ハルシは苦笑いを浮かべ、能生天気なダニエを見た。
「気が付かなかったなら、ダニエは気にする事ないよ」
「なんでだよ」
エルファンドはダニエに笑い掛ける。
「知らない方が幸せな事もあるって事。ダニエが知ったら頭が痛くなる話さ」
ダニエは肩を竦ませた。
「これ以上、頭が痛くなるのは勘弁。ここのところ、エルファンドの事と四人組の事で頭がいっぱいいっぱいだからさ」
ダニエは腰袋に手を当てた。
「融合だっけ? それをしてもこの石が必要なんて、エルファンドも大変だよな」
エルファンドはダニエに苦笑いを浮かべた。
「その石が早く要らなくなるの祈っといて。努力はするからさ」
「努力しなくていいよ」
ダニエはニンマリと口を広げた。
ハルシは驚いたように、ダニエを見てしまった。
「何言ってんだ、ダニエ。エルファンドがいつまでも石が必要になるって事なんだぞ。不要になるまで、隊には戻れないんだぞ」
「確かに竜王様の直属隊もいいけど、エルファンドの側にいた方がその倍は面白い」
エルファンドとハルシはダニエの横顔を見詰めた。
ダニエは道の前方を見詰め、口の端を上げながら、顎を撫でた。
「だってよ、考えてもみろよ。竜王様の直属隊とはいえ、側近でも何でもないんだぜ。
このまま上手く行ったとしても、護衛騎士団になれるかなれないかぐらい。確かに他の直属隊に選ばれてない奴等にしたら、贅沢かもしれないけどよ、そんなぺーぺーの直属隊にいるより、自由に動けるエルファンドの側が俄然面白いはずだ」
エルファンドは呆れて物が言えなかった。だが、内心、戦士としての質の高さに関心していた。常に活躍出来そうな場所を探す能力。だから、彼らの上官でもある竜王に一目置かれているのだろう。
「あのなあ、ダニエ。それは口にするもんじゃないよ」
ハルシは苦笑いを浮かべながら、肩を竦ませた。
「なんでだよ」
「エルファンドが困るだろ? 第一、エルファンドは僕らと同じシヴァの金だよ。どうやって徒党組めるんだよ」
エルファンドはハルシの言葉に頷いた。
ダニエは頭を思いっきり掻いた。
「うんなの、分かんねえよ。でも、面白いって思ったのは確かだ。エルファンドは迷惑か?」
エルファンドは肩を竦ませた。
「さあ。ダニエが何を思って面白いって言うのか分からないけれど、ダニエもハルシもいつも側にいてくれるのは、心強いかな」
「だろ? 直轄区に帰ったら、さっそく竜王様に外してくれるよう頼んでみる」
「恐らく外されると思うけどね」
ハルシはダニエに微笑んだ。
「竜王様、言ってたろ? お前達はエルファンドの側にいた方がいいって。
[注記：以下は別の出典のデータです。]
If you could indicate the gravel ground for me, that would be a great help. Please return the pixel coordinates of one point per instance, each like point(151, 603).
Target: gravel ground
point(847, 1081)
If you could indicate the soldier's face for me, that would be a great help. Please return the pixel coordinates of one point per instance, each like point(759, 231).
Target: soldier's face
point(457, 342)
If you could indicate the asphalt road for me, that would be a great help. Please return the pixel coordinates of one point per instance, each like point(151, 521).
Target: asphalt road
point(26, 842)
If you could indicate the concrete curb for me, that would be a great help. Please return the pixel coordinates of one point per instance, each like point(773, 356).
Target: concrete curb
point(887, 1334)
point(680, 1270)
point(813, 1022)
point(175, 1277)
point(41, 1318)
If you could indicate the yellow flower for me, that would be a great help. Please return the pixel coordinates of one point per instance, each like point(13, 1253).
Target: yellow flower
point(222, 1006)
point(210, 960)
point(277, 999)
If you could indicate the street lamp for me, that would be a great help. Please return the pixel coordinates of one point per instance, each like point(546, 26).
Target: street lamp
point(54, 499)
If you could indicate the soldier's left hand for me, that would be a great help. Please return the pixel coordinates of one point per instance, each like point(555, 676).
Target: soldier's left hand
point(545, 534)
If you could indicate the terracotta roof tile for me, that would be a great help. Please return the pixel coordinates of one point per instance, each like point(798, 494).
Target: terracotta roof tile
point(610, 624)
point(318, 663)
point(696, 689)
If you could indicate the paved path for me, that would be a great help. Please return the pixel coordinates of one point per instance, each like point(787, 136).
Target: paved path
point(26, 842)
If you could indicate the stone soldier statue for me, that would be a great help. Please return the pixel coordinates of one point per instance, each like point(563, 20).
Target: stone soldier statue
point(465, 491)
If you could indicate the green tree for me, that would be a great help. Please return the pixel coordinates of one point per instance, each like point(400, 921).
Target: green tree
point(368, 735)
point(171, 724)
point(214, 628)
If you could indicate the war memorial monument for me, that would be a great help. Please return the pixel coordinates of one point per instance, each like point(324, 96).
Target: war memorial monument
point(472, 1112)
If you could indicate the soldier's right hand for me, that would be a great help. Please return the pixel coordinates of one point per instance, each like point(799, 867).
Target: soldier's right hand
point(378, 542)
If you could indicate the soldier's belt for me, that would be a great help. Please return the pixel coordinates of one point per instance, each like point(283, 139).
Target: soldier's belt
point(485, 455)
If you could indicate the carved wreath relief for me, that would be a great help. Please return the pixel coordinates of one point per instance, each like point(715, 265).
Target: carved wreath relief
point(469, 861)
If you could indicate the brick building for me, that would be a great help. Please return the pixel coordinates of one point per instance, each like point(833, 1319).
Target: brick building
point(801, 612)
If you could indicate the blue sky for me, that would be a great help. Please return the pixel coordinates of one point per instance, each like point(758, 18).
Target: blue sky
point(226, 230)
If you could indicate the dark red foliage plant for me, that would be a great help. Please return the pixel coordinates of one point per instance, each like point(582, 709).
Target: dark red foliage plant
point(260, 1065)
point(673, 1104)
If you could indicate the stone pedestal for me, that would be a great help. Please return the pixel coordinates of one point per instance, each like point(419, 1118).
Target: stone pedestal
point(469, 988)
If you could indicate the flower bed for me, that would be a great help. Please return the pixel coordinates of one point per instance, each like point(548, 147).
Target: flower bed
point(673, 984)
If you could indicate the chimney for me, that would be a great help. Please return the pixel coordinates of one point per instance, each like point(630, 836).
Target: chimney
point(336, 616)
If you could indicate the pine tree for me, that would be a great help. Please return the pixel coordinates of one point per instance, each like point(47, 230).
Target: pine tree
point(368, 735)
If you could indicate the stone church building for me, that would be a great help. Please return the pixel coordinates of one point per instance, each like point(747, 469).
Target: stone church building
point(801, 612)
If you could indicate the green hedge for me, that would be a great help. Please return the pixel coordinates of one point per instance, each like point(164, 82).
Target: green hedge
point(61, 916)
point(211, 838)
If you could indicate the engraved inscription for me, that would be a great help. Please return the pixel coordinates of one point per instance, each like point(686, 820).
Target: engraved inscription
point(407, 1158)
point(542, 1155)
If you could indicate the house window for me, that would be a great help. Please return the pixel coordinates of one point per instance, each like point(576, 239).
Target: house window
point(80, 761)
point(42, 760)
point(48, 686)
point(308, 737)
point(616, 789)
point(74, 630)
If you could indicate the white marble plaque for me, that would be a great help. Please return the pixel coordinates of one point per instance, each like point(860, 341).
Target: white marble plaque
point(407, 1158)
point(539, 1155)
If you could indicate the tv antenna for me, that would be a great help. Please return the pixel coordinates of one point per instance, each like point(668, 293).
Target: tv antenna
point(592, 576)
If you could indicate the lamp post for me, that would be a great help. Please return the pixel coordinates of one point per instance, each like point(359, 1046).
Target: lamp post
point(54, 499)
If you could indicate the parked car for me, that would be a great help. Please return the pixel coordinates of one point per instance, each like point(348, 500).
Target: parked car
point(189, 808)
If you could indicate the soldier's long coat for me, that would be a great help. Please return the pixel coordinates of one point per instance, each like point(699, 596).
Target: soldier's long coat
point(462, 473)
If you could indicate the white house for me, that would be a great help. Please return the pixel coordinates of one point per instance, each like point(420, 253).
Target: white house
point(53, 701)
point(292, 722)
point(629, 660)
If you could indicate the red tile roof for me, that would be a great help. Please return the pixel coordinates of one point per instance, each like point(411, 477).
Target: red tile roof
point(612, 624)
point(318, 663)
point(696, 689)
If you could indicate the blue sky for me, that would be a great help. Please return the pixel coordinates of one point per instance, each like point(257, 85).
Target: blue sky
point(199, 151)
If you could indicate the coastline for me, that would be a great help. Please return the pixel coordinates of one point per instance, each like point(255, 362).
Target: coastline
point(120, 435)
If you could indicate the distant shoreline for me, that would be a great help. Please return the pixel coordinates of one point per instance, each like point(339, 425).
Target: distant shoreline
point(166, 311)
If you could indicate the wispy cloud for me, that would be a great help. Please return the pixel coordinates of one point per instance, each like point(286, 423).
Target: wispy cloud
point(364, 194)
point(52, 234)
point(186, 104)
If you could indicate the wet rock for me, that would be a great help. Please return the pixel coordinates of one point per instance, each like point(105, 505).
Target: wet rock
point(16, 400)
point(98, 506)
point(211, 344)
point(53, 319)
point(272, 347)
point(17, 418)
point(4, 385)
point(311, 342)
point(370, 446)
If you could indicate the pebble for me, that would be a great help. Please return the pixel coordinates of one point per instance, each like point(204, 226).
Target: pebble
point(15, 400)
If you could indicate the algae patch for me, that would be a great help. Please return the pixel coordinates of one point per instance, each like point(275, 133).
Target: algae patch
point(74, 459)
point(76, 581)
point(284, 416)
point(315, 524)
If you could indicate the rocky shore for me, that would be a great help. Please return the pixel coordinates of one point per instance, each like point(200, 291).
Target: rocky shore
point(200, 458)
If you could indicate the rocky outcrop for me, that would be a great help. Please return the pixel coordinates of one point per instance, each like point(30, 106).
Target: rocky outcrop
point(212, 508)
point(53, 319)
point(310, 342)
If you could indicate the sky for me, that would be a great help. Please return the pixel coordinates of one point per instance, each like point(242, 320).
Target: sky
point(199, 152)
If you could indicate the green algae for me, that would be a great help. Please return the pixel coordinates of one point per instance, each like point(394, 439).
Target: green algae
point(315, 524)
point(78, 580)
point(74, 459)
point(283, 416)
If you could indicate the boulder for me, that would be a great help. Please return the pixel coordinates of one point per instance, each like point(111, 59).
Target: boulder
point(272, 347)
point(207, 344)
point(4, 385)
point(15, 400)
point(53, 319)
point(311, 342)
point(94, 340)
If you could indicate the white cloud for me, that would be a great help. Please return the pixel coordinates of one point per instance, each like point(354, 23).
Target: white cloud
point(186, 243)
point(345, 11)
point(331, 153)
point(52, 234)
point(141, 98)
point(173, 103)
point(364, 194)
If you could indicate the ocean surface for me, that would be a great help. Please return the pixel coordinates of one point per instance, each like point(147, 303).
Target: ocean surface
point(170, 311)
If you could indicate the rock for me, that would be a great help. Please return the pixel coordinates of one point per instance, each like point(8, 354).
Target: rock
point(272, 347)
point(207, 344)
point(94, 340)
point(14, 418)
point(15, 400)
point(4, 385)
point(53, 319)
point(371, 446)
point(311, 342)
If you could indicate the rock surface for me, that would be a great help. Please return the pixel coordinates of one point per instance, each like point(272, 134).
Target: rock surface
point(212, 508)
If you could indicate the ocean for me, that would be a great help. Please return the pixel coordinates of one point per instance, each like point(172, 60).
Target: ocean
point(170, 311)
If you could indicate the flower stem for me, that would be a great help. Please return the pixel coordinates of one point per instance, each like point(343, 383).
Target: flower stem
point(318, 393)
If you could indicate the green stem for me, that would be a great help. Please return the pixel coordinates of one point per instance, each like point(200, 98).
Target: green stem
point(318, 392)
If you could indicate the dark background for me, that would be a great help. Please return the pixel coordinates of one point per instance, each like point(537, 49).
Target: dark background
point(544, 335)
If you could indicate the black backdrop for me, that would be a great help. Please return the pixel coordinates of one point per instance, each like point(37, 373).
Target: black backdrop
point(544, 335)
それが全てだよ」
ハルシはエルファンドを見た。
「って事だから、これからも仲良くやろうぜ」
エルファンドはハルシをしばらく見詰め、軽く溜め息を吐いた。
「なあ、ハルシ。いつから気が付いていたの?」
ダニエは首を傾げたが、知らなくてもいい話だと判断し、口を挟むのをやめた。
ハルシはそんなダニエに苦笑いをし、エルファンドを見上げた。
「いつだったかなあ。明確になったのは、エルファンドと同じくらいかな。まあ、主が目覚めなきゃ、必要ない事だからね」
ハルシはそう言って、エルファンドに小袋を差し出した。
「本来、お前の首に掛かってなきゃおかしいモノだ」
エルファンドは小袋の中身を見て、ハルシを見詰めた。
「これは……」
「僕が産まれた時、一緒に生まれ落ちた物。腹に抱えてたらしいよ」
エルファンドは小袋から大粒の宝石の付いたネックレスを取り出した。陽の光を乱反射させるアイスブルーのヘッド。エルファンドは懐かしそうに、そのネックレスを見詰めた。
「無くさないように首に掛けておきなよ」
ハルシの言葉にエルファンドは頷き、首からネックレスを下げ、服の下にしまった。
「これからどうなんのかなあ。すげえ楽しみだ」
ダニエは腕を後ろ手で組みながら、前方に広がる田園風景を見詰めた。
「少なくとも退屈はしないだろうね」
ハルシは手綱を握り直し、草刈りをしている人々を眺める。
エルファンドは黙って田園風景を見詰める事しか出来なかった。自分がなぜここに生まれ落ちたのか。今まで辿ってきた道を考えると、楽天的にはなれない。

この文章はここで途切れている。